Three Tips for Leading Stressful Change
Build trust: Don’t try to soften or hide or diminish the pain. When you and your team are at a point of struggle, denying it makes it worse. Acknowledge reality. No over-dramatization, and no empty words.
Build belonging: Make sure that you and the team are allies against the challenges. Your job is to support the team to beat back the besieging army, and you team needs to FEEL you as standing shoulder to shoulder.
Build motivation: Ensure that the vision of the future is something meaningful and real to all of the team. Find the language (metaphors, symbols) that make sense to each person (one “mantra” might not be effective, rather, recognize that you need to communicate 1-1 in a way that matches each person). You and they need to see and feel the opportunity. It takes cognitive intelligence to make a sensible plan as well as emotional intelligence to make it felt.

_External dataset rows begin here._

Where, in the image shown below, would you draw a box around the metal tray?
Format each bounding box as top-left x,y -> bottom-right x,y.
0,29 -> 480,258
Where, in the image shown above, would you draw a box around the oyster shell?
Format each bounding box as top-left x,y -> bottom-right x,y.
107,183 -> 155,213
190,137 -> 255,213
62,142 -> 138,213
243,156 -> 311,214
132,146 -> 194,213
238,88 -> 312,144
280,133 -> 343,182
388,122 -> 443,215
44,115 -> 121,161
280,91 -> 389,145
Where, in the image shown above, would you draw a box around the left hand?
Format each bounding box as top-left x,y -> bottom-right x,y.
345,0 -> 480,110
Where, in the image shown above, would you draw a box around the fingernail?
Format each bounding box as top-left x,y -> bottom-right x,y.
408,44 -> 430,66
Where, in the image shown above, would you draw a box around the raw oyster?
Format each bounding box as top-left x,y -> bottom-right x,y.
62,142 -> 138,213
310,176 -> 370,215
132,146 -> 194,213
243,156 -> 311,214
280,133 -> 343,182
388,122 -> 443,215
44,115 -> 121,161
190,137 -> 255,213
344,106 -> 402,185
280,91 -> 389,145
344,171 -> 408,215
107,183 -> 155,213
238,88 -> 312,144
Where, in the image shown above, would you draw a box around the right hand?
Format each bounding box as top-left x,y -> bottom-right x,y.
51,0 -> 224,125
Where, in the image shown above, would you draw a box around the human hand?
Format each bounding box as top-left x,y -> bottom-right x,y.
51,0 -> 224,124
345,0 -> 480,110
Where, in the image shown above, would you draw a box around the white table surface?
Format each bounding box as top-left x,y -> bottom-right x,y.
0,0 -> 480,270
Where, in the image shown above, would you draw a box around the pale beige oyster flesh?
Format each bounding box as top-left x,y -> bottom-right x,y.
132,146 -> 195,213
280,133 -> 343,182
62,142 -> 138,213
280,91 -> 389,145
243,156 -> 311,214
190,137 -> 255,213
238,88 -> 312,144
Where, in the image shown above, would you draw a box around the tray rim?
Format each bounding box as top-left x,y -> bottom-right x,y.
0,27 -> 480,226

Success at Change Requires Both Short and Long Term Focus
In most organizations, high performers are rewarded for getting stuff done. We know from the 2016 State of the Heart global EQ analysis that the majority of managers and senior managers have a “Deliverer” brain style. This is a style that prefers logic, experimentation, and concrete action. It’s essential for getting work done and achieving results. And it has a downside, the trap of becoming a “Human Doing.”
I can relate – usually when I take the Brain Brief Profile, I score as a Deliverer. I feel accomplishment and efficacy from putting my hands in a project and driving it to fruition, and I’m good at that, and I’ve been promoted for it. That short-term focus is a way for me to put my power to immediate use.
The risk for me, and maybe for you, is that I get so caught in the operative priorities of this week and this quarter… that I lose track of the big goal, and I find myself on the treadmill: Doing good work that doesn’t create change.
One solution is the calendar. Schedule time to refocus on the bigger picture, to reconnect with the picture of success in this change process. For me, it’s board meetings, because at Six Seconds we have a highly visionary board. If you don’t have that kind of alliance, it’s time to create one. Invite visionary people on your team to lead the sessions. Or bring in another leader from your org who can help you and your team pause and remember where your change is headed.
If you’re not making time for talking about the long term, don’t let another month go by without doing it. If you’re a hard-core Deliverer, you might find it uncomfortable to do this kind of reflection, but it’s essential for leading a long-term, stressful change.